Case Study 2: Transfer

Mr X complained that his landlord didn’t transfer him to a suitable alternative property when he reported that he was a victim of anti-social behaviour (ASB).

The landlord had no obligation to prioritise or even agree to his transfer request and there had been counter allegations of ASB about Mr X. However it exercised its discretion – it agreed to transfer him as a priority and immediately offered him an alternative property. Although Mr X rejected this because it was too far from the shops and the doctor’s surgery to try and increase Mr X’s chances of moving the landlord also agreed to a possible swap with another housing association. Lastly the landlord said it would agree to a mutual transfer if Mr X could find one and would pay for any removal and storage costs However, Mr X did not wish to pursue this option.
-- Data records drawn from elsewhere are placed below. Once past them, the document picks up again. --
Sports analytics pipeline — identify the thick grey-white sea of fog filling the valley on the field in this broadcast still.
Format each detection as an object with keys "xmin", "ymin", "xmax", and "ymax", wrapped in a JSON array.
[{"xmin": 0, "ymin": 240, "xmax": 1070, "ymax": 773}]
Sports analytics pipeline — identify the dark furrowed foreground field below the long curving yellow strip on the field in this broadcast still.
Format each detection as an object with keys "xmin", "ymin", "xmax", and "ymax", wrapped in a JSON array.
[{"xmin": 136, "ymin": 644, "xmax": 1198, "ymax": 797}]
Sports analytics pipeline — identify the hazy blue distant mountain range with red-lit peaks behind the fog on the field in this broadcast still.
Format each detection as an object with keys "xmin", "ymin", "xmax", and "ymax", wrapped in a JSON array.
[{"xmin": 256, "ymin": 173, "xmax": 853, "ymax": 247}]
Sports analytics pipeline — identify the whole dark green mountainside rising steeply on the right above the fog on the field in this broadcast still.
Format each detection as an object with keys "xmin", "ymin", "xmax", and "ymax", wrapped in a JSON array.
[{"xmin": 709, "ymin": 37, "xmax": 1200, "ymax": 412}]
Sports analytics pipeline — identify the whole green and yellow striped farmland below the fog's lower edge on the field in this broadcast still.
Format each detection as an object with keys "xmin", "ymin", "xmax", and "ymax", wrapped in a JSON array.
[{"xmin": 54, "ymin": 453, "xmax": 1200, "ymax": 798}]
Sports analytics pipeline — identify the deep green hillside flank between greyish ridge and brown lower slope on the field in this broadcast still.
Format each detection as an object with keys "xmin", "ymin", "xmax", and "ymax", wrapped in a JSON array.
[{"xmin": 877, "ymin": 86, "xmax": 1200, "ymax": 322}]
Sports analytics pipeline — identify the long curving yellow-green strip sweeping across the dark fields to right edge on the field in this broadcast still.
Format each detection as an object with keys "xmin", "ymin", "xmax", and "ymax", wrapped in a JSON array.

In the end Mr X moved to a property in the private rented sector, with moving costs covered by the landlord which also later made another offer of one of its own properties.

In this case, the landlord demonstrated the importance of treating people fairly. Although it was not obliged to transfer Mr X it considered all the circumstances of Mr X’s situation, and identified a range of options, including significant financial assistance, all at its discretion to try and remedy the original problem. In order to do so it balanced his experience of ASB and the counter-allegations against him and considered any other relevant factors such as his health.